Doch ist das deutsche Asylsystem das richtige Verfahren, um Menschen, denen die Klimakrise zeitweise oder dauernd ihre Heimat raubt, Aufnahme zu gewähren? Nein, sagt der Sachverständigenrat für Migration und Integration (SVR) nun und schlägt vor, solchen Klimaflüchtlingen neue Zugänge nach Deutschland und Europa zu verschaffen.
Ein Klima-Pass, eine Klima-Card und ein Klima-Visum sollten solchen Flüchtenden künftig die Einreise nach Deutschland erlauben, so raten die SVR-Migrationsforscher in ihrem am Dienstag vorgestellten Jahresgutachten.

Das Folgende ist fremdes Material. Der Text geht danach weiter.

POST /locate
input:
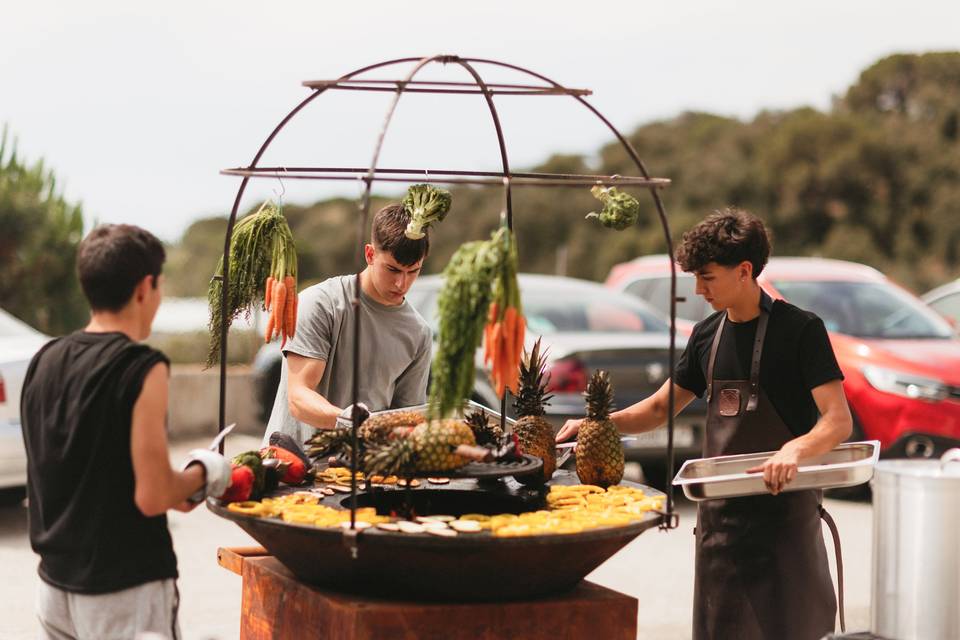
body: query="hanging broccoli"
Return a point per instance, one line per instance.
(425, 204)
(620, 210)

Deutschland sollte „hier eine Vorreiterrolle übernehmen“, empfehlen die Sachverständigen – auch weil die Industrienationen und somit auch Deutschland „eine besondere Verantwortung“ hätten im Kampf gegen die Klimakrise und deren Folgen.
Konkret soll der sogenannte Klima-Pass Bürgern von Staaten, die durch den Klimawandel ihr gesamtes Territorium verlieren, das Recht geben, dauerhaft nach Deutschland einzuwandern. Die Sachverständigen denken dabei an pazifische Inselstaaten, deren Atolle bei steigendem Meeresspiegel untergehen könnten. So weit ist es allerdings noch nicht.
Die Klima-Card soll einer begrenzten Zahl von Menschen aus bestimmten Staaten, die der Klimawandel erheblich, aber nicht existenziell trifft, befristet einen Aufenthalt in Deutschland erlauben – bis Anpassungsmaßnahmen in ihrer Heimat die Rückkehr erlauben.
Ein Klima-Arbeitsvisum soll Menschen auch aus Ländern, die vom Klimawandel nicht so stark betroffen sind, die Möglichkeit geben, hier zu arbeiten und Geld zu verdienen. Voraussetzung dafür wäre ein Arbeitsvertrag.
Einen deutschen Alleingang empfehlen die Forscher damit nicht, vielmehr die Abstimmung mit anderen Industrieländern. Auch die EU hätte Instrumente, Klimaflüchtlinge aufzunehmen, etwa die sogenannte Massenzustrom-Richtlinie, deren Aktivierung es derzeit Millionen Ukrainerinnen und Ukrainern erlaubt, ohne Probleme nach Westen zu fliehen.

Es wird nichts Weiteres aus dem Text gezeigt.